Sunday, January 2, 2011
My Pal Cabron and His Cemitas
Back when I was first learning Spanish and working in Dallas, I was intending to order tacos al carbon but instead ordered "tacos al cabron" which led to a laugh riot among the restaurant staff and my co-workers. Cabron, as I later learned, is a sometimes-curse word in Spanish. It's one of those words that is hard to translate, but the polite translation would probably be something akin to macho man or, really, macho shit-head. The cabron is the guy with more machismo than sense.
Pa'l Cabron, near as I can tell, is an abbreviation for para el cabron, a restaurant for the Macho shit head. The restaurant was founded by the owners of the popular Oacacan mini-chain Guelaguetza and originally opened in Huntington Park but has migrated to the location of the original Guelaguetza on 8th Street west of Irolo.
The cabron theme is apparent in both the decor and the cuisine. The walls are decorated with mini-comics, sort of like the bottom of the page illustrations in Mad Magazine, showing the bearded, pot-bellied cabron in various absurd situations, like running over pedestrians in his car while he day dreams about cemitas. And while I tried to ignore the sketches of absurdly large breasted women, it's hard not to like the portrait of the cabron wrestling two donkey piñatas, a painting that is flanked by two mounted donkey piñata heads (presumably showing that the cabron won that fight).
The cuisine is casual food. Tlayudas, the Oaxacan pizzas, are offered here as they are at Guelaguetza, but the highlight at Pal Cabron is the cemitas. Cemitas are Mexican sandwiches, much like tortas but served on Mexican sweet bread instead of a white roll. The cemitas at Pal Cabron are unbelievable good, and once I started going there for a cemitas lunch, it was hard to stop.

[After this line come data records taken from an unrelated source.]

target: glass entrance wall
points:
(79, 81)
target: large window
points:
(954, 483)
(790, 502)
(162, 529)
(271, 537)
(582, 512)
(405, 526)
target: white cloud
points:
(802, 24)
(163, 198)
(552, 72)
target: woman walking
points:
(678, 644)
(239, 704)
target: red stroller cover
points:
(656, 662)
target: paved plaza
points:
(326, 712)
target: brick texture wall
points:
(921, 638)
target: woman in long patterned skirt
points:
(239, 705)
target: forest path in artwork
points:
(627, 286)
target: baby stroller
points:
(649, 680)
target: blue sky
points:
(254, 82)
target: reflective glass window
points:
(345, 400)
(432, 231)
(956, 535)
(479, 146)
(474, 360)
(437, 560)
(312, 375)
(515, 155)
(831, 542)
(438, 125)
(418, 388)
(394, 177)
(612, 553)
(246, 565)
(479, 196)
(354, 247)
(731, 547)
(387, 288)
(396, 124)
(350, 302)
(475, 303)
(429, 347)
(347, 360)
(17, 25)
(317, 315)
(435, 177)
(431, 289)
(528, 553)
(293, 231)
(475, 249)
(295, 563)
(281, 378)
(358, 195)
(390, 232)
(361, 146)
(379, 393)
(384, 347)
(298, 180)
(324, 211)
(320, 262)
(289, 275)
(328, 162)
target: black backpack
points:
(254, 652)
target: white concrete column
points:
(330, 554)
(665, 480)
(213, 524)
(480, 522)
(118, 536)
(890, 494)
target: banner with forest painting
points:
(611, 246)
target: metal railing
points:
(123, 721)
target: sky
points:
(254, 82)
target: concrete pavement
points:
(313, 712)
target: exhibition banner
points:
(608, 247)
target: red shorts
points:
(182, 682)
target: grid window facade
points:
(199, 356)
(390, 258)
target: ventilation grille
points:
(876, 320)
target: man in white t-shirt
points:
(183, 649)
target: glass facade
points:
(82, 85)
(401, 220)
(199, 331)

La Muy Muy, a pork milanesa cemita (all of the sandwiches have cute little names) was probably the best milanesa sandwich I've ever had and I'm a huge fan of milanesa. Pounded, breaded, deep fried pork with queso fresco, avocado, quesillo (Oaxacan string cheese), papalo (a Central American herb with a sort of arugala like bite) and a choice of the sweet chipotle ketchup like sauce or tangy pickled jalapeños (both are great). The pork cutlet was painfully good, with the right balance of crunch and tenderness...I wanted another one right away! Mark my word, this is one of LA's greatest sandwiches.
The La De Barbacha is advertised as a lamb sandwich but tastes more like goat; perhaps it is mutton. Stewed in a red sauce, it has a nice gamey taste similar to the popular Oaxacan goat soups.
I also enjoyed La Cabrona, a sandwich which combines a beef milanesa and a few slices of head cheese. While the beef milanesa is not quite as rich as the pork, the head cheese gives it a nice smoky, ham flavor.
As anyone who loves Langer's or Bay Cities can tell you, a sandwich is only as good as its bread, and the bread on these cemitas is part of the beauty of the sandwich. They are made on huge, round, sesame studded rolls baked fresh at the restaurant. The rolls are crisp and crunchy on the outside and soft within. The crunch of the crust is an essential part of the gestalt that makes these sandwiches so amazing.
While they didn't all reach the heights of the pork milanesa, every sandwich I had at Pal Cabron was great. I'm not kidding, the first time I went to Pal Cabron, I felt compelled to return the next day. The place is addictive, and I can see how you could end up with a belly like the pictured cabron.